Dr Ekaterina Sharashova (The Arctic University of Norway, Tromsø, Norway) presented results from the population-based Tromsø study in North Norway.3 Five long-term systolic blood pressure (SBP) trajectory groups were identified between 1986 and 2001 in subjects who were followed up for incident atrial fibrillation (AF) through 2013. In men, groups 1 and 2 were normotensive throughout the period, group 3 had mild hypertension with a tendency to increase SBP, groups 4 and 5 were hypertensive throughout, but group 4 increased and group 5 decreased their SBP substantially. Groups 3 and 4 were associated with significantly increased risk of AF.

In women, SBP trajectory groups 1 and 2 were similar to those seen in men, groups 3 and 4 were hypertensive throughout, but SBP increased in group 3 and decreased in group 4, and group 5 had the highest SBP throughout with no tendency to decrease. The risk of AF was significantly increased in groups 3, 4 and 5. The findings suggest the cumulative exposure to elevated SBP was associated with increased risk of AF.

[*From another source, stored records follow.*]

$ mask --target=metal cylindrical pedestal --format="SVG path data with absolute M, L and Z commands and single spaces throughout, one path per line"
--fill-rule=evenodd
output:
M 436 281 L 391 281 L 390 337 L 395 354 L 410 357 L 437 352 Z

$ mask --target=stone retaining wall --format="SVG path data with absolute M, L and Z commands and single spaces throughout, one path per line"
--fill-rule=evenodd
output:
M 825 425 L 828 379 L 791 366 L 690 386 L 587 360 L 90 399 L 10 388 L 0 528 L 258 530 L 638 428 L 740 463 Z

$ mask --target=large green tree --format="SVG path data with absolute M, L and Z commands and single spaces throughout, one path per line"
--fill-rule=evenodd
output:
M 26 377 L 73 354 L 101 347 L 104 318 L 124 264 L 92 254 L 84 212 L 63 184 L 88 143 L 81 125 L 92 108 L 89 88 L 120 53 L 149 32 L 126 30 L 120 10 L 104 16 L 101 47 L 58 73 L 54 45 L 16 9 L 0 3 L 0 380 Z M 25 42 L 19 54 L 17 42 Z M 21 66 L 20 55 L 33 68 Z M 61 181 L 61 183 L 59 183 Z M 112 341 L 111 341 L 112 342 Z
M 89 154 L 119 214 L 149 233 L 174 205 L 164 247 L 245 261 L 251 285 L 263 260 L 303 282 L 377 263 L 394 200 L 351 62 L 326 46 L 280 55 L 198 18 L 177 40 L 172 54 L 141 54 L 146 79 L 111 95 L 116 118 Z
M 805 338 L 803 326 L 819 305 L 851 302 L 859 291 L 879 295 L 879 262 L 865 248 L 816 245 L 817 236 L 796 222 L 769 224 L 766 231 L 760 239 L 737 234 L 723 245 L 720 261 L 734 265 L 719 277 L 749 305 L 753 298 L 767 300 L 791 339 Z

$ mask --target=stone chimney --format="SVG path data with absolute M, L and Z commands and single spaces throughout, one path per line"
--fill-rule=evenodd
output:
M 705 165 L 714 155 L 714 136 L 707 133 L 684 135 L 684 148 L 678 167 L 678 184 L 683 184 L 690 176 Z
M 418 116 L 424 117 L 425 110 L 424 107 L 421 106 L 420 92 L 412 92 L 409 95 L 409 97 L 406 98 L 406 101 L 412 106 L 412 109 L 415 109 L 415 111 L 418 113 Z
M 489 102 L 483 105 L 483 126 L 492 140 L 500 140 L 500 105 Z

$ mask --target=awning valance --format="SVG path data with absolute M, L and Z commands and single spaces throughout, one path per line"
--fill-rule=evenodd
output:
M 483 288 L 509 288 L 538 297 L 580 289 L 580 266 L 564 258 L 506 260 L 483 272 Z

Daehoon Kim (Yonsei University College of Medicine, Seoul, Korea) presented an analysis of the ideal BP threshold for the management of hypertension in patients with AF from 298,374 non-valvular AF adults from the entire Korean population cohort. Compared with patients who were non-hypertensive according to the 2017 ACC/AHA guideline (<130/80 mmHg), those with hypertension had significantly greater risks of major cardiovascular events, ischemic stroke, intracranial hemorrhage and heart failure admission. In the patients with AF having hypertension treatment, a U-shaped relationship for major cardiovascular events was evident, with 120–129/<80 mmHg as the optimal BP treatment target. They concluded that the new BP threshold and target defined by the 2017 ACC/AHA guideline may be beneficial for AF patients.

These two studies suggest that increased BP burden increases the risk of developing AF and in patients with AF and hypertension, the optimal target for SBP may be 120-129 mm Hg. 


  1. Williams B, Mancia G, Spiering W, et al. 2018 ESC/ESH Guidelines for the management of arterial hypertension. Eur Heart J 2018;39:3021-104.
  2. Gupta A, Mackay J, Whitehouse A, et al. Long-term mortality after blood pressure-lowering and lipid-lowering treatment in patients with hypertension in the Anglo-Scandinavian Cardiac Outcomes Trial (ASCOT) Legacy study: 16-year follow-up results of a randomised factorial trial. Lancet 2018 Aug 24;pii:S0140-6736(18)31776-8. 
  3. E Sharashova, T Wilsgaard, I Njolstad, et al. 6168. Long-term systolic blood pressure trajectories predict risk of incident atrial fibrillation in a general population cohort study. Eur Heart J 2018;39(suppl_1):1275-76. 
  4. Kim D, Yang PS, Kim TH, et al. 2181. What is the ideal blood pressure threshold and target for the management of high blood pressure in patients with atrial fibrillation? Nationwide cohort data covering the entire Korean population. Eur Heart J 2018;39(suppl_1):436.